Todos devem se lembrar: Luís Suárez protagonizou uma das cenas mais lamentáveis da última Copa. No jogo entre Uruguai e Itália, em Natal, ainda pela fase de grupos, em um rompante de aparente loucura, avançou contra Chiellini, zagueiro adversário, e mordeu o seu ombro. Revoltado, Chiellini mostrou as marcas dos dentes de Suárez em seu corpo para o árbitro. Apesar do atacante não ter sido expulso, após o jogo a Fifa julgou o uruguaio e lhe deu um gancho de nove partidas, deixando-o de fora da competição. Aquela não era a primeira vez que Suárez fazia algo do tipo. Ele já havia mordido outros jogadores enquanto jogava na Holanda e na Inglaterra, para onde foi em 2011, antes de chegar ao Barcelona.

De infância complicada, marcada pelo sumiço do pai, abuso de álcool e uma paixão adolescente que o salvaria em péssimos momentos e viraria casamento na vida adulta, há quem diga que morder é uma forma do centroavante lidar com a pressão. Fato é que se Suárez protagonizou uma das cenas mais marcantes da Copa disputada no Brasil, na anterior, em 2010, na África do Sul, ele já havia surpreendido o mundo. Vale reviver:

Último lance da prorrogação. Depois do bate-rebate na área, a Jabulani sobra para Adiyiah, atacante de Gana. A cabeçada passa fácil por um Muslera perdido.
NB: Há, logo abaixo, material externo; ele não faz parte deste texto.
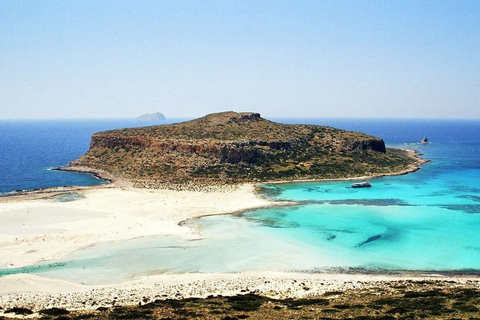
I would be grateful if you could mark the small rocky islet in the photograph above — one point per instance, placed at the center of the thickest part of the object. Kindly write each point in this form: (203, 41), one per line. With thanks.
(231, 148)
Fucile tenta cortar com os braços a bola que fatalmente atravessará a linha do gol e levará uma seleção africana pela primeira vez à semifinal de uma Copa do Mundo. Fucile, bom lateral direito mas péssimo goleiro, falha. Suárez tem a mesma ideia. Suárez, porém, é infalível. Com os pés sobre a linha da própria meta, dá um pequeno pulo e mete as duas mãos na bola, que rebate em Muslera e finalmente se amança no peito agora seguro do estabanado goleiro. De nada vale o gesto. O pênalti já está marcado. Suárez, expulso, deixa chorando o campo do Soccer City, o estádio de Joanesburgo.
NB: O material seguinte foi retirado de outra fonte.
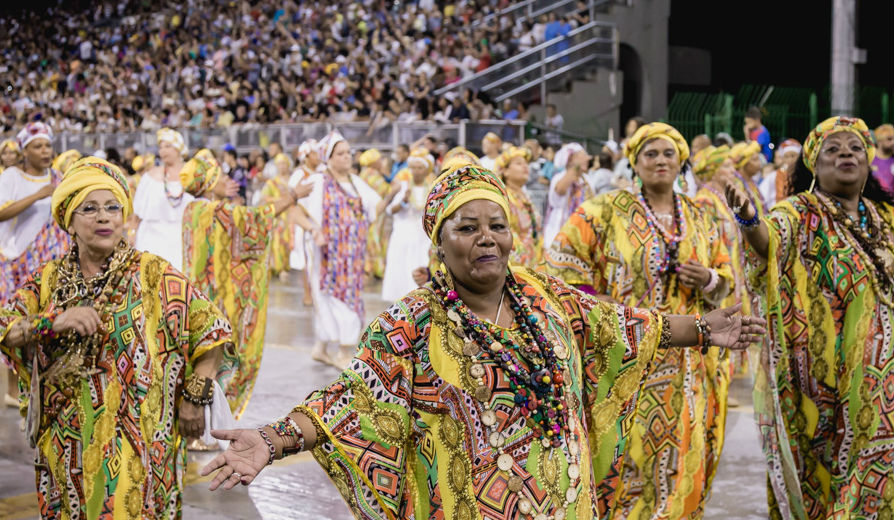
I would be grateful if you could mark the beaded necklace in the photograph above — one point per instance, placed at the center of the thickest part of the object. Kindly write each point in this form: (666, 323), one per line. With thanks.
(867, 239)
(669, 263)
(76, 356)
(539, 392)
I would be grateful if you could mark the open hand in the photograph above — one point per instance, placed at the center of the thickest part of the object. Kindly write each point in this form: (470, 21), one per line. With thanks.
(246, 456)
(732, 330)
(739, 202)
(83, 320)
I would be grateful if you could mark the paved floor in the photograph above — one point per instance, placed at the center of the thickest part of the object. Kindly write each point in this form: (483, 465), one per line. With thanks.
(296, 488)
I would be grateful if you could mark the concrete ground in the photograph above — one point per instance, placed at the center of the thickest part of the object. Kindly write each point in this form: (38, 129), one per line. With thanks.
(296, 488)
Todos também conhecem o final dessa história: Asamoah Gyan, o craque da camisa 3, chuta a bola no travessão e a prorrogação imediatamente acaba. Na disputa por pênaltis, 4X2 Uruguai, com Loco Abreu executando a última cobrança com a humilhante cavadinha, sua marca registrada. Passando a régua: Suárez dispensou um bom mocismo inócuo e, evitando o gol com uma jogada de vôlei, um bloqueio de técnica duvidosa, transformou-se num tremendo anti-herói. Da mão na bola em diante, o desenrolar dos fatos colocou definitivamente aquele momento num lugar privilegiado da história do futebol.

Foto: Ivan Sekretarev

Poucos imaginavam que a Celeste – que terminaria com um honroso e festejado quarto lugar – poderia chegar tão longe. Bi campeã olímpica em 1924 e 1928 (quando as Olimpíadas eram o próprio Mundial), país-sede e vencedor da primeira Copa, em 1930, e responsável pelo Maracanazo de 1950, quando conquistou outro bi, a bela história do Uruguai no torneio parecia ser apenas parte do passado. Das quatro Copas anteriores àquela na África, tinha se classificado apenas para a de 2002, dividida entre Japão e Coreia do Sul, onde foi eliminado logo na primeira fase.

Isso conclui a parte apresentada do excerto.